Mas será de realçar, pela sua importância no que respeita à credibilização dos processos de documentação de preços de transferência, a necessidade de emissão, por parte dos prestadores de serviços envolvidos na preparação de estudos técnicos, de uma declaração de responsabilidade. Portugal ainda não foi tão longe como outros países, que obrigam à “selagem digital” da documentação na data-limite prevista na legislação. Uma certa flexibilidade nesta área justifica-se, principalmente num contexto de agentes económicos que já estão sobrecarregados com uma miríade de obrigações declarativas. Outro aspeto que merece destaque tem a ver com a especificação que a AT poderá solicitar a comprovação da aplicação de condições e preços de mercado nas operações relacionadas, mesmo se a empresa não estiver obrigada, em função dos critérios previstos na legislação aplicável, a preparar documentação de preços de transferência. Uma empresa com um volume de proveitos de 10 milhões de euros e transações relacionadas de 500 mil euros, ficará obrigada a preparar a sua documentação, ao passo que outra, com um volume de proveitos de nove milhões de euros e transações relacionadas de oito milhões de euros ficaria dispensada de o fazer o que, obviamente, não é minimamente razoável. Esta medida incorpora uma lógica de “não fragmentação” que limita a utilidade dos agentes económicos operarem com diversas empresas (desnecessárias) com vista a poderem ficar isentas de escrutínio em matéria de preços de transferência.

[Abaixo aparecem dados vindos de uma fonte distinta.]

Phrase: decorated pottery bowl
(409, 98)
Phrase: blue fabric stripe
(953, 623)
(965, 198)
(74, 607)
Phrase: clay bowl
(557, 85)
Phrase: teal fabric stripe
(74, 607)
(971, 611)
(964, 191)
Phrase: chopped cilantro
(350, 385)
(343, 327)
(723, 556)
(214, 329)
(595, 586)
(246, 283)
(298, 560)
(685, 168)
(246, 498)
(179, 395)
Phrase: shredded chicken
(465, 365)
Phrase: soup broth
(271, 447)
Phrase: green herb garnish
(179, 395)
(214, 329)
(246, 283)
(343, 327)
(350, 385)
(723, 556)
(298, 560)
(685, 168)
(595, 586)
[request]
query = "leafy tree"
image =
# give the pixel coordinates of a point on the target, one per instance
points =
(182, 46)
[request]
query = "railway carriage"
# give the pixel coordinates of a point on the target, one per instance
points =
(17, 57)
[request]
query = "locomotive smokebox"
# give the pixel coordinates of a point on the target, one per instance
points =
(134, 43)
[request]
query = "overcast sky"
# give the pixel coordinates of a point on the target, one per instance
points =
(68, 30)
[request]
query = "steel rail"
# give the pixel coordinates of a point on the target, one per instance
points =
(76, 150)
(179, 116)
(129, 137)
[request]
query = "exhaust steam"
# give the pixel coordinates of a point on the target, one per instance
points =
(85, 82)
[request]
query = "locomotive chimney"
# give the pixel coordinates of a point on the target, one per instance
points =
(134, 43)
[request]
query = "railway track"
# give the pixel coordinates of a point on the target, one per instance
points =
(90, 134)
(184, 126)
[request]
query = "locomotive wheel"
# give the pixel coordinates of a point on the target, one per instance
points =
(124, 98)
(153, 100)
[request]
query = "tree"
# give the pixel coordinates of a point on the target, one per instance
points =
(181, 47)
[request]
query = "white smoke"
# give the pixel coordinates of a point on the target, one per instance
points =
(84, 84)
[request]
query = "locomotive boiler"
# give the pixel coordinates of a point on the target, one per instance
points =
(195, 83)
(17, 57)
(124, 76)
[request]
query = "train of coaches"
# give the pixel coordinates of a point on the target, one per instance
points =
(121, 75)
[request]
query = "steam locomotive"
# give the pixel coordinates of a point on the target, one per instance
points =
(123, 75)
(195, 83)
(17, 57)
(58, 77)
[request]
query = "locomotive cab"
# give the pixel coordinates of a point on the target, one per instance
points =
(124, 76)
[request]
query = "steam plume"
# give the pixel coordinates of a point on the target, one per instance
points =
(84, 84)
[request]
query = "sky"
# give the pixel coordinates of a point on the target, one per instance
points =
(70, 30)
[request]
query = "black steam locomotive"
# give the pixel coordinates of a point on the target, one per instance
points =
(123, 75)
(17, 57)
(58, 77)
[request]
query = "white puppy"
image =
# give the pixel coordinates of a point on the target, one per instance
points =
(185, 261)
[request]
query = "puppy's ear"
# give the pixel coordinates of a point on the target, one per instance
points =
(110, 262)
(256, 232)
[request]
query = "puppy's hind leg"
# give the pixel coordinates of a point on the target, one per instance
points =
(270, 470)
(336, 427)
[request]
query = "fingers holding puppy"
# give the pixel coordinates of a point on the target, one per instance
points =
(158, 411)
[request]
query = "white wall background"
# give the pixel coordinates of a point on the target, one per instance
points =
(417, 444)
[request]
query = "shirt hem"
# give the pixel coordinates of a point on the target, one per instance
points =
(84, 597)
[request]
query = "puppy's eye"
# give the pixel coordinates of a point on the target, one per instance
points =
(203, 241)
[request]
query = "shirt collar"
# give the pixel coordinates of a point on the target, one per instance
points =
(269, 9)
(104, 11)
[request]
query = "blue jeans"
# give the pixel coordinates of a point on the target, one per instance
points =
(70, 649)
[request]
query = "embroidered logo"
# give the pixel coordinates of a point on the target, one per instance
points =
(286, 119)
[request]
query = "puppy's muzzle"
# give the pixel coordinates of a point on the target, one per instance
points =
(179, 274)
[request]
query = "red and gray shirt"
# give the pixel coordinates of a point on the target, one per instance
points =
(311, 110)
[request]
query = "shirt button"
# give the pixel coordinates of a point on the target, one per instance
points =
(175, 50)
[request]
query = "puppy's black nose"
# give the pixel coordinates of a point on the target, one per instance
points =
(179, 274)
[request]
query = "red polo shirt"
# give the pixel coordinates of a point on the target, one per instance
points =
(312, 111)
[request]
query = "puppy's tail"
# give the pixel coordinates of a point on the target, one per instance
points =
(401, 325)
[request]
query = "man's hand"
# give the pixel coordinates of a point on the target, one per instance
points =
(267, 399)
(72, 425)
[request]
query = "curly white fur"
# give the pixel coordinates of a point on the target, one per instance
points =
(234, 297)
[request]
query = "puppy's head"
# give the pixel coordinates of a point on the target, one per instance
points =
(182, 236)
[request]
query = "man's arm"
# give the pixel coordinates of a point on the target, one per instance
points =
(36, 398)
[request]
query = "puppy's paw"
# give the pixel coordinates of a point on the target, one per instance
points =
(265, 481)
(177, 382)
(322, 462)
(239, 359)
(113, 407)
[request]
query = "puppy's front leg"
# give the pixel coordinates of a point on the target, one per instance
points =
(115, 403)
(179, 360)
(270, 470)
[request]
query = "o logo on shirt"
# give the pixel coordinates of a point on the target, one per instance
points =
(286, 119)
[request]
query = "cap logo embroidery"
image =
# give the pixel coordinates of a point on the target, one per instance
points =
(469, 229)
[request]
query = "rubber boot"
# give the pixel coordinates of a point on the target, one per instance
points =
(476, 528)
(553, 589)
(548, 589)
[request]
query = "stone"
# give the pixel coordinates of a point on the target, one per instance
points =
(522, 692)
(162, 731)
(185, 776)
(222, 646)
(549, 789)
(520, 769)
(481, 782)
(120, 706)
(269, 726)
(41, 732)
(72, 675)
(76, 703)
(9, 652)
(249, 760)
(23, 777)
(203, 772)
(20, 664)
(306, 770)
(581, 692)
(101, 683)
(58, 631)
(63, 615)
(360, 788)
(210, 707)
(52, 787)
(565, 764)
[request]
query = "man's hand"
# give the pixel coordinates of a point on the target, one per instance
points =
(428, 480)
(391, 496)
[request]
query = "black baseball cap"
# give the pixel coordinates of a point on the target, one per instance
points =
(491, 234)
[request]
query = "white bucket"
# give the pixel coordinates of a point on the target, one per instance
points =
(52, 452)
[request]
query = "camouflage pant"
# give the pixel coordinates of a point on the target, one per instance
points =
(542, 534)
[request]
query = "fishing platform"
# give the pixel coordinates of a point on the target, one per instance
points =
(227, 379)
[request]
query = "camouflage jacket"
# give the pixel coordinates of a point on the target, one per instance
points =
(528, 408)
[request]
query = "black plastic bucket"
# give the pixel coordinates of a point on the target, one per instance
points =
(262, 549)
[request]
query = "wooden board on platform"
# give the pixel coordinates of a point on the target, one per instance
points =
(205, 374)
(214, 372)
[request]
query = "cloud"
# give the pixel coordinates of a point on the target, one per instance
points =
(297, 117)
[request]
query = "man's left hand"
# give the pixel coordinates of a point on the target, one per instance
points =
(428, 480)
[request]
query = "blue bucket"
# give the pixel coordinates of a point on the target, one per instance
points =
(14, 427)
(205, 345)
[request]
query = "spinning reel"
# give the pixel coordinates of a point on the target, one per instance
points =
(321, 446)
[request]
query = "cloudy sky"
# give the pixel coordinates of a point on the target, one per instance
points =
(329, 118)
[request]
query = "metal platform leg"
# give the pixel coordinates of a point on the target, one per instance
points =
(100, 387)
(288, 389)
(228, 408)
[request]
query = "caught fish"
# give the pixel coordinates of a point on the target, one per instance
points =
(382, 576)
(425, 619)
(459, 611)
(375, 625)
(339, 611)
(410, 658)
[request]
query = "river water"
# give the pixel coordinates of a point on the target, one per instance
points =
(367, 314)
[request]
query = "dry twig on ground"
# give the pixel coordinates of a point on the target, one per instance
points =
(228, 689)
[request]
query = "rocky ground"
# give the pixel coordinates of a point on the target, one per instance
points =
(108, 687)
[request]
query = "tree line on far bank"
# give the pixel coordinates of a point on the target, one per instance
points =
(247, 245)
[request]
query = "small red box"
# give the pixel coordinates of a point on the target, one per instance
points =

Mas talvez a alteração mais relevante prevista na P268/21 tenha a ver com os procedimentos de ajustamentos de preços de transferência em caso de litígio com a AT. Prevê-se agora, por regra, o ajustamento por parte da AT para a mediana do intervalo interquartil de referência dos comparáveis. Ou seja, com vista a dirimir em que segmento deste intervalo a rentabilidade da empresa se situa (mais perto do 1º ou do 3º quartil), opta-se por uma regra salomónica, ou seja, pelo valor que se encontra exatamente no meio do conjunto de informações numéricas obtidas através da análise de comparáveis. Esta regra pode ser penalizante para alguns operadores económicos que operam em negócios de elevado volume, mas com margens (por exemplo, margem bruta) muito comprimidas. Poderá beneficiar outros que, operando em negócios de nicho ou de elevada exclusividade, auferem margens muito mais elevadas. Talvez se tenha ido longe de mais com esta alteração legislativa, que se percebe que resolve muitos problemas de incerteza, principalmente quando os casos chegam a tribunal e um juiz é chamado a tomar uma decisão sobre a correção efetuada pela AT para um determinado ponto do intervalo interquartil aplicável. A situação anterior, que obrigaria a um esforço de fundamentação muito maior por parte da AT, era claramente mais discricionária e, logo, mais facilmente passível de anulação por parte dos tribunais.

Uma nota crítica relativa à P268/21 decorre da falta de densificação sobre os fatores de comparabilidade. É uma área que cada vez mais gera mais litígios com a AT, nomeadamente no que respeita à comparabilidade geográfica e aos critérios aceitáveis para a definição de taxas de juro nas operações de financiamento e garantia.

No que concerne à P267/21, que vem regular a celebração de APPT, destaca-se uma ligeira simplificação das fases necessárias para tal celebração, a possibilidade de aplicação retroativa do acordo (sujeita a certas condições), o alargamento do prazo máximo de duração de 3 para 4 anos e uma redução das taxas cobradas pela AT no caso de serem suportadas por sujeitos passivos classificados como micro, pequena ou média empresa.